METODOLOGI PENELITIAN Metode yang digunakan dalam penelitian ini adalah metode eksperimen dengan dua kelompok eksperimen. Kelompok eksperimen pertama diberi perlakuan dengan metode pembelajaran CC, sedangkan kelompok kedua diberi perlakuan dengan metode pembelajaran MFI. Sebelum proses belajar mengajar dimulai diberikan tes kemampuan analisis dan tes logika berpikir. Dari data hasil tes, siswa dibagi menjadi dua kategori, yaitu siswa dengan kemampuan analisis tinggi dan rendah dan siswa dengan logika berpikir tinggi dan rendah. Pada saat siswa melakukan praktikum dilakukan penilaian psikomotor dan setelah proses pembelajaran selesai dilakukan penilaian prestasi belajar untuk ranah kognitif dan afektif serta pengukuran keterampilan berpikir tingkat tinggi (HOTS). Desain faktorial penelitian ini adalah 2 x 2 x 2. Populasi dalam penelitian ini adalah siswa kelas XII SMA N 1 Karanganyar Tahun Pelajaran 2011/2012. Teknik pengambilan sampel yang digunakan adalah cluster random sampling.
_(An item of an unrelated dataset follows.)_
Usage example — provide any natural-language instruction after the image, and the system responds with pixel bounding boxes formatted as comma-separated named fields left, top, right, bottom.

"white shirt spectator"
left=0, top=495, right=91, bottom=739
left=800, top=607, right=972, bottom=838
Variabel Bebas adalah metode pembelajaran.Variabel moderator adalah kemampuan analisis dan logika berpikir. Variabel terikat adalah prestasi kognitif dan HOTS. Variabel metode pembelajaran berupa metode CC dan MFI berskala nominal. Variabel kemampuan analisis dan logika berpikir berskala pengukuran ordinal. Adapun sumber data penelitian ini disusun relevan dengan variabel penelitian dan metode pengumpulan data. Instrumen yang digunakan untuk SEMINAR NASIONAL PENDIDIKAN STKIP SURYA -----------------------------------------------Tangerang, 15 Februari 2014
285
ISBN : 978 – 602 – 14432 – 2 – 4 pengambilan data prestasi belajar ranah kognitif, kemampuan analisis, kemampuan logika berpikir dan higher order thinking skills (HOTS) berupa tes. Sedangkan untuk mengukur prestasi ranah afektif siswa menggunakan angket dan prestasi ranah psikomotor menggunakan lembar observasi yang dilengkapi rubrik penilaian. Instrumen yang akan digunakan dalam suatu penelitian yang baik adalah sudah diuji validitas maupun reliabilitasnya, sehingga instrumen yang baik harus valid dan reliabel. Oleh karena itu, sebelum instrumen itu digunakan maka perlu diujicobakan terlebih dahulu untuk mengetahui validitas dan reliabilitasnya. Untuk instrumen angket afektif dan HOTS akan diuji validitas dan reliabilitasnya, sedangkan untuk tes prestasi kognitif digunakan juga uji validitas, reliabilitas, taraf kesukaran dan uji daya pembedanya. Sedangkan instrumen pada variabel moderator, untuk menjamin validitas isi instrumen dilakukan dengan menyusun kisi-kisi dan mendiskusikannya dengan ahli terkait kesesuaian teori yang dijadikan sebagai acuan dengan komponen dan indikator item yang akan diujikan. Instrumen diujikan langsung pada sampel untuk mengetahui apakah instrumen yang disusun sudah bisa mengkategorikan sampel (tinggi-rendah). Hasil validasi isi, konsep dan empiris (menggunakan rumus point biserial untuk soal pilihan ganda, rumus product moment untuk soal uraian dan angket) masing-masing: 1) prestasi belajar kognitif terdiri dari 25 soal pilihan ganda, 2) prestasi afektif berupa angket 40 item, 3) HOTS berisi 4 soal uraian dan 4) lembar observasi yang terdiri dari 14 item penilaian. Teknik analisis data dengan melakukan uji prasyarat analisis terlebih dahulu yaitu uji normalitas dan homogenitas. Taraf signifikansi (α) yang digunakan 0,05. Pengujian hipotesis pada penelitian ini menggunakan Multivariate Analysis of Variance (Manova). Statistik uji yang digunakan adalah Multivariat Analysis Of Variance (Manova) yaitu dengan Uji Pillai-Bartlett Trace (Singgih Santoso, 2010:45).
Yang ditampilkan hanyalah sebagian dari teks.